Gladys clutched his arm more tightly. She’d at least had a childhood filled with love. Bill had never had anyone – no hugs, no one to wipe his tears when he fell down, or to make a fuss of his smallest achievements. No one to take an interest in his school work, to buy him a toy of his own, or even a bag of sweets. It was the same when he joined up. Pals, yes, but no letters, no birthday cards, nowhere to go on his leaves. No one to feel special about, no one who felt specially about him, who cared about him as much as they cared about themselves. Well, I do, thought Gladys fiercely. She cared about him more than she cared about herself.
Her insides turned liquid again. It was a good job they’d arrived at Lyons and Bill was holding open the door. Gladys didn’t want to blub in front of him. She knew she would when they parted, but for now, all she wanted was for his whole leave to be happy.
‘You’ll never guess, but Sid’s home today, as well!’ she informed him as the waitress put their plates down.

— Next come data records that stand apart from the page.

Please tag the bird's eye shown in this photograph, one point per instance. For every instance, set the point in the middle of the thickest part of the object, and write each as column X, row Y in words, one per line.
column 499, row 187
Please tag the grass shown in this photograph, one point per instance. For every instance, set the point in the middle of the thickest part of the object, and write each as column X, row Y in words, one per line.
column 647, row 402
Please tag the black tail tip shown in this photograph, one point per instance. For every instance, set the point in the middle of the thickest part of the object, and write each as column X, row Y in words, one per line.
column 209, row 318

‘Is he, the crafty beggar?’ Bill shook salt enthusiastically over his fish and chips. ‘Good job I didn’t run into him. He’d only have tried to persuade me to go for a drink!’
Gladys passed him the tartare sauce in its little silver sauceboat. So refined, Lyons.
‘I’d have turned him down, though, don’t you worry.’ Not so worried by the niceties, Bill slopped out a hefty dollop of sauce. ‘I know where my priorities lie!’
Gladys looked at him from under her eyelashes. On Beryl it would have been a flirtatious look, but Gladys could no more have been flirtatious than have ridden the winner in the Grand National. On her, it was a shy look of sheer incredulity at her good fortune.
‘I still can’t get over you being here,’ she marvelled. ‘This is such a treat. Thank you.’
‘And you needn’t miss the film,’ Bill assured her, tucking in. ‘We’ll go tonight.’
For himself, he’d have preferred something with a bit of humour or a lot of action, but there were advantages to seeing a romance with Gladys. They both fell silent for a moment, thinking of the pressure of his knee against hers, his arm round her shoulders, and the way he could nuzzle her neck when she clung to him in any especially sad bits.
‘Eat up,’ he said, waving his fork. ‘You know I can’t tell you what I’ve been doing – it’s all boring technical stuff anyway. So tell me all about this Mr Whatsisname, the new floor supervisor feller, and these changes he’s making.’